スーパーGT第4戦SUGO決勝、GT300クラスの激戦をドライバーコメントで振り返る。

 スーパーGT第4戦SUGO。GT300クラスで優勝を果たしたのは、#31 TOYOTA PRIUS apr GTだった。

 彼らはレース序盤に先頭を行く#25 VivaC 86 MCを追い回したものの、徐々に遅れて行った。これで勝利の可能性は潰えたかに見えたが、後半再び盛り返し、#25 VivaC 86 MCを抜いて優勝を果たしたのだ。彼らのペース変動には、しっかりとした理由があった。

「僕たちは、戦略的に柔らかめのタイヤで戦いました。
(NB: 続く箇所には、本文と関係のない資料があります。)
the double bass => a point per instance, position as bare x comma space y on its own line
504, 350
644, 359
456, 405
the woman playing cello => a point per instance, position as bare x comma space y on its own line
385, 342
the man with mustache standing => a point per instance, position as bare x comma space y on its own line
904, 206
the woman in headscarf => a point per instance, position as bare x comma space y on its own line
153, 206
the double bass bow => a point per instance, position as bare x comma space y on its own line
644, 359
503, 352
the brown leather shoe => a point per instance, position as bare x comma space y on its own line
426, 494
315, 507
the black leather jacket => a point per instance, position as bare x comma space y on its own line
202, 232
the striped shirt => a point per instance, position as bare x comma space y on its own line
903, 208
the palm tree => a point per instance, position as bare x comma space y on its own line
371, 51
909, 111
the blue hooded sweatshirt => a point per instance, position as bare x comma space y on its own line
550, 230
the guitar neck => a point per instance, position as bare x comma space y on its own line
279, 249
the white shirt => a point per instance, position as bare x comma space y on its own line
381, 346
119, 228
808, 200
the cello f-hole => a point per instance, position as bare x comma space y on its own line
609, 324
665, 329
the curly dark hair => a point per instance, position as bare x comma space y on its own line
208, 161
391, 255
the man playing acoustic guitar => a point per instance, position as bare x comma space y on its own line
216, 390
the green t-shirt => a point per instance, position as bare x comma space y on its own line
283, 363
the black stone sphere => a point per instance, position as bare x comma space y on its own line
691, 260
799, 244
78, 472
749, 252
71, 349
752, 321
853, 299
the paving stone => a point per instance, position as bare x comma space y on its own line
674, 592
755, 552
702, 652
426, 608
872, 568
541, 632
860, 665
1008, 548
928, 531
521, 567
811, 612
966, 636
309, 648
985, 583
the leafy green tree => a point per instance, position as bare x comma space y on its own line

つまり、予選で前に行くためです」

 そう語るのは嵯峨宏紀である。

「スタートも柔らかいタイヤだったので前半は良かったのですが、固めのタイヤを履いた25号車に少しずつ離されていくという展開になりました。61号車(SUBARU BRZ R&D SPORT)も同じような展開になっていたので、同じようなタイヤ選択だったのだと思います」

 そしてその後硬めのタイヤを履き、それが功を奏したという。

「硬めのタイヤで引っ張るという作戦を選びました」

「ウチは4輪交換を選んでいたので、それがうまくいきました。今回は2位でも3位でもいいのかなと思っていましたが、勝てて良かったと思います」

 嵯峨からバトンを引き継いだ中山雄一も「今回は作戦も全部うまく行ったと思います」と、会心のレースだったことを訴える。

 一方、ポールポジションスタートながらも2位に終わった#25 VivaC 86 MCには、”ふたつ”の敗戦原因があったという。土屋武士は言う。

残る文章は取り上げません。